Na drie dagen was het huis leeg, alles in de opslag behalve de verzameling marktspullen voor Piet en – uiteraard – de voorraad onmisbare artikelen voor Portugal. Over Piet maakten we ons geen zorgen, ik had gezien dat hij een flinke oude bus bezat, maar ik twijfelde eraan of onze oude Jeep groot genoeg was. Zelfs met de achterbanken neergeklapt wordt het nog geen verhuiswagen. Vrijdag zou de overdracht zijn. Op donderdag zaten we in een lege keuken gezellig maar tevens wat geëmotioneerd aan de koffie (apparaat nog in werking) met onze trouwe hulpen Bianca en Toos en met Arnoud onze glazenwasser die de vensters nog een laatste bewassing gaf.

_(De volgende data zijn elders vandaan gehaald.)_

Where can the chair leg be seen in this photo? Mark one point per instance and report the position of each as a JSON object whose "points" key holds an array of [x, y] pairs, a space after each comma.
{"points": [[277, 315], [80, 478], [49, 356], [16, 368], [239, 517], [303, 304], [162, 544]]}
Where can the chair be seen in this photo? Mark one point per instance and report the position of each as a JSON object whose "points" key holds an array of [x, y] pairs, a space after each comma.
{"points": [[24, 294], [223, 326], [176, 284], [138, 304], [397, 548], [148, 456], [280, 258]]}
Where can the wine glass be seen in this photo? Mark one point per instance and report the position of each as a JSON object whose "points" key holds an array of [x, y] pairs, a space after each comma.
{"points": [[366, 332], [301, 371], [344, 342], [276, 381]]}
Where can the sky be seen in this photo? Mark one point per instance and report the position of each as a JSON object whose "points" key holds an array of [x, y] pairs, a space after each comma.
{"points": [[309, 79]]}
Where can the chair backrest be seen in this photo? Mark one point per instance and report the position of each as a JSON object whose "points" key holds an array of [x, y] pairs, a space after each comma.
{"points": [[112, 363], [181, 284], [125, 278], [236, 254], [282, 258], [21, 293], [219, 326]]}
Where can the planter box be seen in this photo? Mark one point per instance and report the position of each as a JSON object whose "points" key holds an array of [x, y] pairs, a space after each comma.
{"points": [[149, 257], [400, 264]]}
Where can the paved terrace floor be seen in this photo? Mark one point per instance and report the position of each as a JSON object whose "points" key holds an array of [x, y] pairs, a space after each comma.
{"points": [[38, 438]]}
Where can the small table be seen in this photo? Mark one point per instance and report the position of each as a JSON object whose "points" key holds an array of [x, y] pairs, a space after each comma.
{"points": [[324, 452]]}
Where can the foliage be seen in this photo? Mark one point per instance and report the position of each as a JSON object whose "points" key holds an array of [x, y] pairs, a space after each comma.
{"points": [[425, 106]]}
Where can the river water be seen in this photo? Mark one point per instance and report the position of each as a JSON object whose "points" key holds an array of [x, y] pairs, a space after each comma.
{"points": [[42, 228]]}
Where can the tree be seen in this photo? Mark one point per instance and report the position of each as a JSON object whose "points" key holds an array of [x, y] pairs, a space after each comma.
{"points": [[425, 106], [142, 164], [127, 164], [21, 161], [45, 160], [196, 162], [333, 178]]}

Ja ja we zullen elkaar gaan missen. Jeetje wat gek, na zoveel jaren. En wat raar, zo’n uitgekleed huis. Ja, we nemen wel van alles mee naar Portugal, ja daar hebben we ook een fijn huis, maar het doet toch pijn. Willemine onderdrukt een traantje. Toos snuit haar neus uitvoerig. Arnoud bekijkt schattend de bagage voor Portugal. Hoe we dat alles gaan meeverhuizen? Nou, met de Jeep. De berg spullen, koffers, tassen, manden, zakken, dozen, schilderdoeken plus een elektrische golfkar doet in de keuken wenkbrauwen fronsen. Arnoud, die zelf een ruime bus bezit, komt met de suggestie een dakkoffer aan te schaffen. Jeweetwel, zo’n doos voor op het dak van de auto. Ook makkelijk als oma mee op reis gaat. Ha, leuk idee. Maar hoe kom ik op deze laatste dag aan zo’n omadoos? Marktplaats? Ah! We hebben de laptop nog paraat, even googelen en ja in het Groene Hart is een bedrijf in dakkoffers. En ja, voorradig. Heeft mijn Jeep ook dakrails? En dwarsbalken? Prima, dan willen ze de doos graag ter plekke voor mij monteren..

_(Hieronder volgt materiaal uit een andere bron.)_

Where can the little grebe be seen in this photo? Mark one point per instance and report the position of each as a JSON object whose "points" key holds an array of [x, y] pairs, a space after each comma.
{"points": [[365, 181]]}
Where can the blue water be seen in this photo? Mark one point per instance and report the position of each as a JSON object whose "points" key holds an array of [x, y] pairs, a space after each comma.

’s Middags staat onze oude Jeep dus met doos op het dak op de oprit en dat is maar goed ook want zonder doos was de helft van de verzameling voor Portugal wellicht alsnog in de container beland. Op een keukentrap staande vul ik de kofferdoos met boeken en ordners en cd’s en nog meer dozen en een koffer vol elektronica en twee zakken met ondefinieerbaar totdat de Jeep bijna topzwaar is. Daarna lukt het om de rest in de laadruimte te krijgen, inclusief de volledige schilders-uitrusting van Willemine, die er nauwlettend op toeziet dat het achteruitzicht vrij blijft via een smalle vallei in de berg spullen. Het ontlokt de nieuwe eigenaar van ons huis de volgende dag – de overdracht – de opmerking dat onze Jeep op de wagen van een zigeuner lijkt. Wij parkeren om één uur voor het deftige pand van de notaris en een uurtje later hebben we geen huis meer. Alleen nog de zigeunerwagen, met een uitdragerij aan spullen en allerlei kledingstukken aan hangertjes voor de ramen.

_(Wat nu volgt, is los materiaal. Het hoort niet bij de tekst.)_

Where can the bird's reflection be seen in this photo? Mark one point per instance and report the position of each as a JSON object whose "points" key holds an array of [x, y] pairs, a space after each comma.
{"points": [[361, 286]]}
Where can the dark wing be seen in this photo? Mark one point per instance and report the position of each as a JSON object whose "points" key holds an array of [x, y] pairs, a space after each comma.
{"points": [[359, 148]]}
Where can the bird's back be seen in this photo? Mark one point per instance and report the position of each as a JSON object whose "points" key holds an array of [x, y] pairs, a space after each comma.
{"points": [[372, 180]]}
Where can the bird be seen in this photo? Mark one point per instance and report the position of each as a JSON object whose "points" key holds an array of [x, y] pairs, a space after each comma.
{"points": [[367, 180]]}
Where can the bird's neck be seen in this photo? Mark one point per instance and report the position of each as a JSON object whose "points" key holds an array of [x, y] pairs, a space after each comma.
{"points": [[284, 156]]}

Nadat we een weekje zijn bijgekomen in het appartement van een goede vriend, rijden we naar Luxemburg en daarna door naar Sommière voor de schilderweek.
In Orange raken we in een dikke file en plotseling begint de oude Jeep te kreunen, daarna te brommen en zo onverwacht luid te huilen dat voorbijgangers verschrikt een stap opzij doen. Willemine aan het stuur raakt lichtelijk in paniek. Wat is dit? Wat gebeurt er? Gewoon gas geven en doorrijden zeg ik, zo koel mogelijk. Het kan niks bijzonders zijn. Maar ondertussen vervloek ik zachtjes onze garagist ‘meneer Colijn’ die voor vertrek de Jeep nog een grote beurt heeft gegeven. Alles gecontroleerd, filters vernieuwd, bouten en moeren bijgesteld en vastgedraaid. Na deze grote beurt viel het mij al op dat de trekkracht van het oude beest tegenviel. Weliswaar zwaar bepakt maar toch niet wat je van een zescilinder verwacht. Bovendien een verontrustend gebrom als van een gewonde beer. Gelukkig woonden we toen nog tijdelijk in eerder genoemd appartement, dus kon ik gauw nog even naar de ware Jeeptovenaar Cas Alberts in Deventer. Jeep op de brug: Haha, kijk nou even, je halve uitlaat hangt los, knalpot verroest. Cas heeft materiaal in voorraad en ’s middags rijdt de Jeep weer gewoon zoals het hoort.
Tot we in Frankrijk door Orange rijden. Kermend en kreunend ploegen we door de oude stad. Er is iets mis. Jeep kan niet tegen Orange. Eenmaal de stad uit en op de buitenweg zoemt hij er weer geruststellend op los en kruisen we met honderdtien naar Sommière. Nog één keer kermt hij tijdens het parkeren voor de poort van het 17e eeuwse hotel genaamd Hotel de l’Orange. Is ’t de kleur, de naam? Is Jeep een republikein? Hoe dan ook, Jeep gaat nu voor een week in rust, dus er is tijd om na te denken.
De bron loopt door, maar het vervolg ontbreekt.